The US dollar is an example of fiat currency. That is, it’s money because the government says it’s money. Right now, the dollar works as money. Our government is fairly stable and does not print vast amounts of paper money to get itself out of debt. So the dollar is a solid currency at the moment. In the Weimar Republic in Germany after World War One, the socialist government went wild printing money— to the point there was massive inflation, people had to bring wheelbarrows of paper money to buy a loaf of bread, and in fact some of the German inflation money my grandparents brought over actual were lower-amount bills that had ‘One Million Marks’ overprinted on it.

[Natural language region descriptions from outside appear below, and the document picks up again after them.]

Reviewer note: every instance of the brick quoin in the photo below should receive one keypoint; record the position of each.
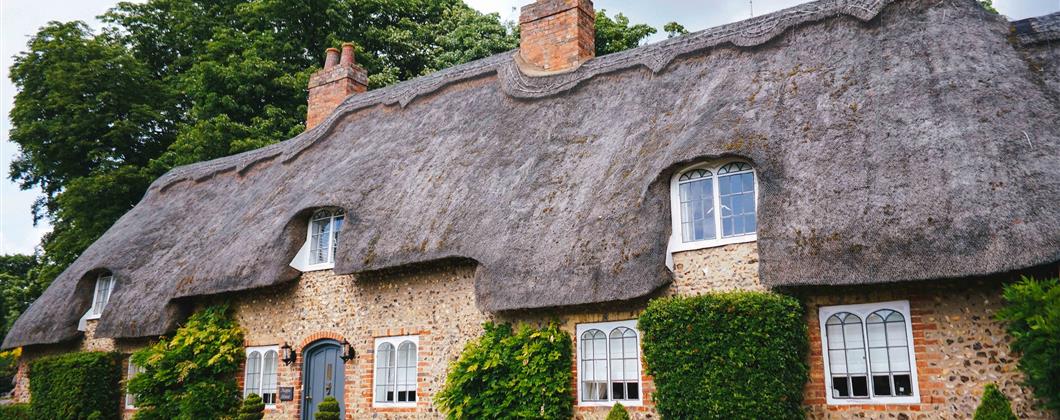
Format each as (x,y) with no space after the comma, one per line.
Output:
(558,35)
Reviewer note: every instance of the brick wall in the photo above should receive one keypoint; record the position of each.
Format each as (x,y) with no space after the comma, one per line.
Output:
(558,35)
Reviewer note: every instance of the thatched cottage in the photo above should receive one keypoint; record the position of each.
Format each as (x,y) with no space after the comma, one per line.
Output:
(890,162)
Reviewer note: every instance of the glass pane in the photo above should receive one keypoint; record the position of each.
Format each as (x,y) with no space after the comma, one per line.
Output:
(837,361)
(855,361)
(859,386)
(841,387)
(899,360)
(903,385)
(896,333)
(881,385)
(876,335)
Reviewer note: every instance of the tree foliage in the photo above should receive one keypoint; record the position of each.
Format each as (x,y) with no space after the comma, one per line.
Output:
(993,405)
(1032,315)
(191,374)
(511,374)
(100,115)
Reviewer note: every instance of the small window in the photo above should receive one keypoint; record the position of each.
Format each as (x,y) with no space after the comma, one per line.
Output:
(129,373)
(867,355)
(324,228)
(104,284)
(608,363)
(395,371)
(713,205)
(261,377)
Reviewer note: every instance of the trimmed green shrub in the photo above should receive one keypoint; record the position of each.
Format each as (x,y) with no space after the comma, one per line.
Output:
(192,374)
(524,374)
(252,408)
(73,385)
(618,413)
(728,355)
(15,412)
(993,405)
(328,409)
(1032,316)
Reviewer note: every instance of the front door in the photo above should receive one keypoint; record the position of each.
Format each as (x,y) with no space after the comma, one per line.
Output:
(321,377)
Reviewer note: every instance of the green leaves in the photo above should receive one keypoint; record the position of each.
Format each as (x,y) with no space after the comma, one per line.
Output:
(507,374)
(1032,315)
(726,355)
(75,385)
(191,375)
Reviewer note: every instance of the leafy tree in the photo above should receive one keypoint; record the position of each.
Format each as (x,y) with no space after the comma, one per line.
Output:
(674,29)
(993,405)
(615,35)
(99,116)
(192,374)
(1032,315)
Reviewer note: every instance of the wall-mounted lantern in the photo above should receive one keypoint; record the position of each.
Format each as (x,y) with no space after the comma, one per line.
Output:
(348,352)
(287,354)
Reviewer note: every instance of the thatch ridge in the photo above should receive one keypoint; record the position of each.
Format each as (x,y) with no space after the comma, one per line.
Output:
(914,144)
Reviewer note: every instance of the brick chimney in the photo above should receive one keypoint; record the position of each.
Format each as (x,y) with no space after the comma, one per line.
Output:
(329,87)
(557,35)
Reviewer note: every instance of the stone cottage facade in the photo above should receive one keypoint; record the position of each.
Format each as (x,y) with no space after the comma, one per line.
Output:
(890,163)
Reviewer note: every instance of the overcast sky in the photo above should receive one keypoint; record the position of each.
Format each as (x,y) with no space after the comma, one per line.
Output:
(21,18)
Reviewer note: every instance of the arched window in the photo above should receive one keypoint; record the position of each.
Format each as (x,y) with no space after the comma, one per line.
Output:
(889,353)
(261,377)
(846,355)
(324,227)
(867,353)
(395,370)
(101,295)
(594,366)
(608,363)
(624,364)
(714,205)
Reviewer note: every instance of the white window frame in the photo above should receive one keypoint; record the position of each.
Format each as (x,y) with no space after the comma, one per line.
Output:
(676,242)
(130,371)
(95,312)
(606,328)
(303,260)
(863,311)
(395,342)
(261,374)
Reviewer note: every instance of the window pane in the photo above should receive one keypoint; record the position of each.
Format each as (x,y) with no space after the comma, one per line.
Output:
(903,385)
(841,387)
(881,385)
(860,386)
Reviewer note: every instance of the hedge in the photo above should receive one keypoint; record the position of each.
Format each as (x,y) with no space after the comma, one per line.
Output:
(1032,315)
(15,412)
(728,355)
(506,374)
(75,385)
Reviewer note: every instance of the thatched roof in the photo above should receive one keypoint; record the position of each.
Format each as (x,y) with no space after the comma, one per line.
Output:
(894,141)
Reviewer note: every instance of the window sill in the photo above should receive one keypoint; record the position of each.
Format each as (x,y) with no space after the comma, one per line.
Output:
(875,401)
(628,403)
(678,246)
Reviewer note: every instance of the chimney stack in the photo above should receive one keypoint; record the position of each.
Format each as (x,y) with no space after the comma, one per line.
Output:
(329,87)
(557,35)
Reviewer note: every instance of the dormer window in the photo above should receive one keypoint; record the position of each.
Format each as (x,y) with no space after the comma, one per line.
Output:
(713,205)
(321,241)
(104,284)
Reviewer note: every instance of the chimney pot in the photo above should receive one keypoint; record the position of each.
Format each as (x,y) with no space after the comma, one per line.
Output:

Now, imagine space travel into that. A Terran space ship goes to planet Arleroshi and wants to buy some goods, and brings out a sheaf of US dollar bills. Will the Arleroshi people accept that? Will they know the difference between the US dollar and Weimar Republic inflation money? The US government, stuck on Terra, can’t exactly arrest people on other planets for not accepting dollars the way they would arrest a US grocery for refusing US dollars and making customers pay in yen or euros or gold or silver coins.
The US dollar will only become useful off-world if off-world people can trade it for goods they want. If there is a regular interplanetary currency exchange so that the Arleroshi people can trade the US dollars they receive in trade for Arleroshi money or some other currency they can use, they will accept US dollars. If the US dollars mainly remain pretty pieces of paper to them, they won’t want them.

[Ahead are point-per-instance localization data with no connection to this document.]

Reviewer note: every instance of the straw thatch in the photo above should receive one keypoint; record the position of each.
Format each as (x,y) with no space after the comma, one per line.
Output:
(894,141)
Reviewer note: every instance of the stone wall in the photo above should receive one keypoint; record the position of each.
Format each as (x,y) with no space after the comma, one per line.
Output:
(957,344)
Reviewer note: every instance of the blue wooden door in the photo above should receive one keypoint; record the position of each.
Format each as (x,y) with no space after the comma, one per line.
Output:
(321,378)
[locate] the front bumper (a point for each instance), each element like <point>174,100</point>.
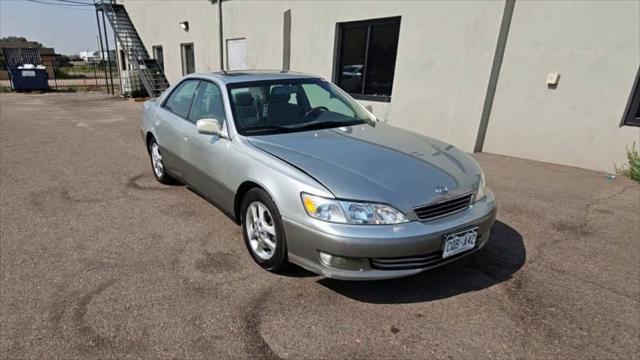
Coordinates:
<point>361,243</point>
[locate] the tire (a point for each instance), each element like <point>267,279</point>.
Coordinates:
<point>157,166</point>
<point>263,232</point>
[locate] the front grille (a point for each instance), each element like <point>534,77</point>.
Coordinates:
<point>432,211</point>
<point>416,262</point>
<point>402,263</point>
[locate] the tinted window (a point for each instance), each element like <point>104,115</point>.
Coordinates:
<point>367,57</point>
<point>354,42</point>
<point>207,104</point>
<point>188,59</point>
<point>158,54</point>
<point>276,106</point>
<point>632,115</point>
<point>179,101</point>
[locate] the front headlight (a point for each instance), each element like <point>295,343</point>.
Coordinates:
<point>350,212</point>
<point>482,187</point>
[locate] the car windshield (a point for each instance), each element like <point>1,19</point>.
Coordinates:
<point>291,105</point>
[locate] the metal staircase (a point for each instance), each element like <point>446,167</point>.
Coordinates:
<point>149,71</point>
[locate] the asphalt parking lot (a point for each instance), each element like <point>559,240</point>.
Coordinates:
<point>100,261</point>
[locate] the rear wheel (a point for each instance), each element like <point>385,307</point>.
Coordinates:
<point>159,170</point>
<point>262,231</point>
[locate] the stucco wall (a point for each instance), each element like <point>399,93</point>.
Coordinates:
<point>595,46</point>
<point>158,23</point>
<point>445,53</point>
<point>444,57</point>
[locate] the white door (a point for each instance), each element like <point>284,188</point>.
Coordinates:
<point>237,54</point>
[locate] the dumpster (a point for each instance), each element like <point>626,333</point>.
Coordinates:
<point>29,77</point>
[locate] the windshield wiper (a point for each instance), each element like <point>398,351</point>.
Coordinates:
<point>326,124</point>
<point>261,128</point>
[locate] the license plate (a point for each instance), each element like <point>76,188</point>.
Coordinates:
<point>459,242</point>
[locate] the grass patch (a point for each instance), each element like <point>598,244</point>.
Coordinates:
<point>632,169</point>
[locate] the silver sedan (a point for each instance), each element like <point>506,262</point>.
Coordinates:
<point>314,178</point>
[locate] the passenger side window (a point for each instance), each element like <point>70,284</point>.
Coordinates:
<point>179,101</point>
<point>207,104</point>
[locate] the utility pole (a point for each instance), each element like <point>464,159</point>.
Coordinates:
<point>102,49</point>
<point>106,41</point>
<point>220,37</point>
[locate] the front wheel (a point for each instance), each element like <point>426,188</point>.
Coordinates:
<point>159,170</point>
<point>262,231</point>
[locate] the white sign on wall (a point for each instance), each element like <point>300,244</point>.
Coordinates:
<point>237,54</point>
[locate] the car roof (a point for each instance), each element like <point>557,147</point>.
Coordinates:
<point>240,76</point>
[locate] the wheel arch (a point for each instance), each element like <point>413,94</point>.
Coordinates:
<point>243,189</point>
<point>147,140</point>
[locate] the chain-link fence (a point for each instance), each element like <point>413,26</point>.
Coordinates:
<point>76,76</point>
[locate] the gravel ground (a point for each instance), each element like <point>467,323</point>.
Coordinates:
<point>100,261</point>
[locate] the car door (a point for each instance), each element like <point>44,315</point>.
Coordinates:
<point>205,165</point>
<point>170,123</point>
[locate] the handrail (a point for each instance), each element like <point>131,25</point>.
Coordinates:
<point>134,54</point>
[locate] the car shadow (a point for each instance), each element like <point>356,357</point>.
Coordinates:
<point>503,255</point>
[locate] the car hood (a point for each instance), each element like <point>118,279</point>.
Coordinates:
<point>377,163</point>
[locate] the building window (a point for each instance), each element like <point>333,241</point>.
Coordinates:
<point>123,60</point>
<point>632,112</point>
<point>188,59</point>
<point>158,54</point>
<point>366,57</point>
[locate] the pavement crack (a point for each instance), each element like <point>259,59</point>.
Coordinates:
<point>256,345</point>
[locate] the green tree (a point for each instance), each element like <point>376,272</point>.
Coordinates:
<point>20,39</point>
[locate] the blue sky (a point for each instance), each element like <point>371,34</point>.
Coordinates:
<point>67,28</point>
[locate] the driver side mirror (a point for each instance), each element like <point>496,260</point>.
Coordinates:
<point>209,127</point>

I think all trade, both in primitive or advanced societies, comes down to barter. One person has fine cows and wants a metal plowshare, another one has several metal plowshares but needs a good milch cow. A swap is arranged.
The original money was coins stamped out of silver or gold, and it ‘worked’ because silver and gold were popular and valued commodities than many people wanted. The cow-seller, would swap cows for gold and silver coins even if he didn’t particularly want silver or gold, because he knew he could swap the silver and gold for stuff he did want.
A futuristic society may trade on multiple worlds and trade in robots and starship parts, but the basic principle is the same— a currency, whether a fiat currency or a gold-backed one, only works if you can use it to get the stuff you want. A complex modern economic kind of hides the ‘barter’ aspect of our economic life from us. We don’t think that we go to work to swap our labor for the US fiat currency, which we then swap at the grocer’s for grass-fed beef, cauliflower, cacao nibs, coffee and Kerrygold butter. We get hung up on ‘money’ and don’t think of it as a barter-assistance device to keep us from having to find a Kerrygold butter seller that wants our labor in accounting or flower-arranging.
In our worldbuilding work, we need to keep that barter factor in mind. If we have a fiat currency in our worlds, people have to have confidence in its buying power, and not suddenly suspect that the currency is no more useful than German inflation money. (A sudden loss of faith in a fiat currency, tragic as it is for people when it happens in real-world countries, is a nifty plot device for dystopian or apocalyptic fiction.)